Déontologue distingué
Par Etienne FILLOL, mercredi 23 avril 2008 à 12:47 :: médias
11 avril 2008, Jean-Pierre Elkabach, dans une interview à la Croix, s'en prend à Internet : « Une information lancée sur le Net peut être reprise par tous les médias hexagonaux, voire internationaux. À l'ère de l'immédiateté, de l'apparence, de la dictature de l'émotion, la contagion est générale. Il faut bien comprendre que cette mécanique emporte tout le système médiatique, et, avec lui, l'indispensable respect de la vie privée, de la dignité, de l'intimité. Le système est empoisonné par des sites qui, pour exister, pour faire un coup, pour nuire à un adversaire, lancent des rumeurs, des fausses informations, des ragots, des nouvelles non vérifiées. La tentation est grande pour des sites de taper fort afin de se faire entendre. »
Pour lutter contre cette dérive, il annonce la création d'un comité d'éthique à Europe 1.
21 avril 2008, Jean-Pierre Elkabach impose à sa rédaction, celle d'Europe 1, d'annoncer la mort de Pascal Sevran, malgré les réticences de cette dernière devant l'invérifiabilité des sources qui s'avèreront quelques minutes plus tard frelatées.
Je reprends doucement et calmement une phrase que je viens à peine de te livrer, cher lecteur :
Elkabach
annonce
la
création
d'un
comité
d'éthique.
(Applaudissements s'il vous plaît)
(rires)
(fin des rires, un peu de charité humaine, que diable !)
C'est à cet instant qu'il me revient en mémoire qu'Europe 1 est dirigé par l'ineffable Elkabach et se trouve être la propriété du fils Lagardère.
C'est alors qu'il me souvient que le "fils-de" se trouve également être le frère auto-proclamé du Guide Suprême de la Sarkolution™ .
C'est alors qu'il convient de se souvenir qu'Alain Genestar a été viré il y a quelques mois de Paris Match par le même Lagardère pour avoir sorti une information qui n'avait pas eu l'heur de plaire à Monsieur Sarkozy, crime parmi les crimes.

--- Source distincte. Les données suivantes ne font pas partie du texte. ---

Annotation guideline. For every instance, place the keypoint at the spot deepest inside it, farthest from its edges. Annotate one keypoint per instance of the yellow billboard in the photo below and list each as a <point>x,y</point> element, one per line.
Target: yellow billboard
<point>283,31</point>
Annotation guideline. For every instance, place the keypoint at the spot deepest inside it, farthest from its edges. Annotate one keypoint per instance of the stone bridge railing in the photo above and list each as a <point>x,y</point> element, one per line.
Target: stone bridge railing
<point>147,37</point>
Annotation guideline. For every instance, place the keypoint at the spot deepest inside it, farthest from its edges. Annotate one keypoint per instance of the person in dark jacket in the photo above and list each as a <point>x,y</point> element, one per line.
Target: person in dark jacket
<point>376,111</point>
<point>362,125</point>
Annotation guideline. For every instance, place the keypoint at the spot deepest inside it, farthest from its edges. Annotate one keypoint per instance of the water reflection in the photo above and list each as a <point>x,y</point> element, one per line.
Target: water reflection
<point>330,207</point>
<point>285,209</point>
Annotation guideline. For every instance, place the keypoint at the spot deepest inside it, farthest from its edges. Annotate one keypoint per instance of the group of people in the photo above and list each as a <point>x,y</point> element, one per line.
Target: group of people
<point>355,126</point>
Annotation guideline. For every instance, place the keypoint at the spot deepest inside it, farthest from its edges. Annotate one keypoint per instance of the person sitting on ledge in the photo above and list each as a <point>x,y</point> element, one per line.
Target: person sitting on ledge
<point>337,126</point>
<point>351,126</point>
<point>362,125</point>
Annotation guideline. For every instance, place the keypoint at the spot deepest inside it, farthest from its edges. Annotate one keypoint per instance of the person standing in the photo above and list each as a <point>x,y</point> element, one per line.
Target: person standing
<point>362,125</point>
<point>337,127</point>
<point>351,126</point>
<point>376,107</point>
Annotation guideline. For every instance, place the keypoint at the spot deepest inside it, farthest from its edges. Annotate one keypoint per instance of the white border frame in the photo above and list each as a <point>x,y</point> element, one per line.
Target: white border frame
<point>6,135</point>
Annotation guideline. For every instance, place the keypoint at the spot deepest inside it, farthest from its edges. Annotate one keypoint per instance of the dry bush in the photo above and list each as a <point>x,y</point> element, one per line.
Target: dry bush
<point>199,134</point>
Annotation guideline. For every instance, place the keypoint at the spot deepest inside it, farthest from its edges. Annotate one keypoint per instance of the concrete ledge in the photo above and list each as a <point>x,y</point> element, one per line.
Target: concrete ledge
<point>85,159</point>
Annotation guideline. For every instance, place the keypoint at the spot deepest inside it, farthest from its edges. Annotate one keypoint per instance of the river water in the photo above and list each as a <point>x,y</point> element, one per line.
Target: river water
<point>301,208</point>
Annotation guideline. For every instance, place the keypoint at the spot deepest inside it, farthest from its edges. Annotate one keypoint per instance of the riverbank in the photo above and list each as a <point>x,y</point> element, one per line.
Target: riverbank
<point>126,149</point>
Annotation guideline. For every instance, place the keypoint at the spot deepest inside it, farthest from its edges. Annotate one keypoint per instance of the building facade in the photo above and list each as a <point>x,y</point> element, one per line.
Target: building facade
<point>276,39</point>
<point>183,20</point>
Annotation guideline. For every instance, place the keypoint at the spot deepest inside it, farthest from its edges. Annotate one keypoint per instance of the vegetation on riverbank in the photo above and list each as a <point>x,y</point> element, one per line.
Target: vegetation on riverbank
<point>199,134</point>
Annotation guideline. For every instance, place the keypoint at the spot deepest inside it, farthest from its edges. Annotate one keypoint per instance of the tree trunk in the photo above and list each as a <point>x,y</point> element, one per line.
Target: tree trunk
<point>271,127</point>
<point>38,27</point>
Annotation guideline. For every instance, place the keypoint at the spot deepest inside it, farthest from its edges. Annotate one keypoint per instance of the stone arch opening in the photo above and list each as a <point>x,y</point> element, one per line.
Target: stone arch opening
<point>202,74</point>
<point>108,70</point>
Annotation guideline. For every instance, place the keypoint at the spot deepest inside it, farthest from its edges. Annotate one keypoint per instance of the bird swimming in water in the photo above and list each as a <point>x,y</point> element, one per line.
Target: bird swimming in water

Oh! je te rassure, cher lecteur qui t'inquiètes pour la place d'Elkabach : il ne lui arrivera rien, absolument rien. Dans n'importe quel pays du monde, Le fautif aurait trois minutes pour faire ses valises et quitter le média qui l'emploie, en demandant au peuple de lui épargner une trop grande souffrance au moment de sa lapidation en place publique... Mais dans notre beau SΔrkΘhstan™, que nenni ! Un journaliste bidonnant et pris les mains dans le pot de confiture n'est qu'un journaliste parmi d'autres... quand il ne donne pas en plus des cours de déontologie à la terre entière comme Elkabach quelques jours à peine avant son exploit.
Car au SΔrkΘhstan™, la déontologie d'un journaliste ne se mesure pas à l'aune de sa droiture morale ou son professionnalisme mais au degré de révérence envers le Président de la République.
Reconnaissons donc ensemble qu'Elkabach ne peut être qu'être déclaré déontologue distingué.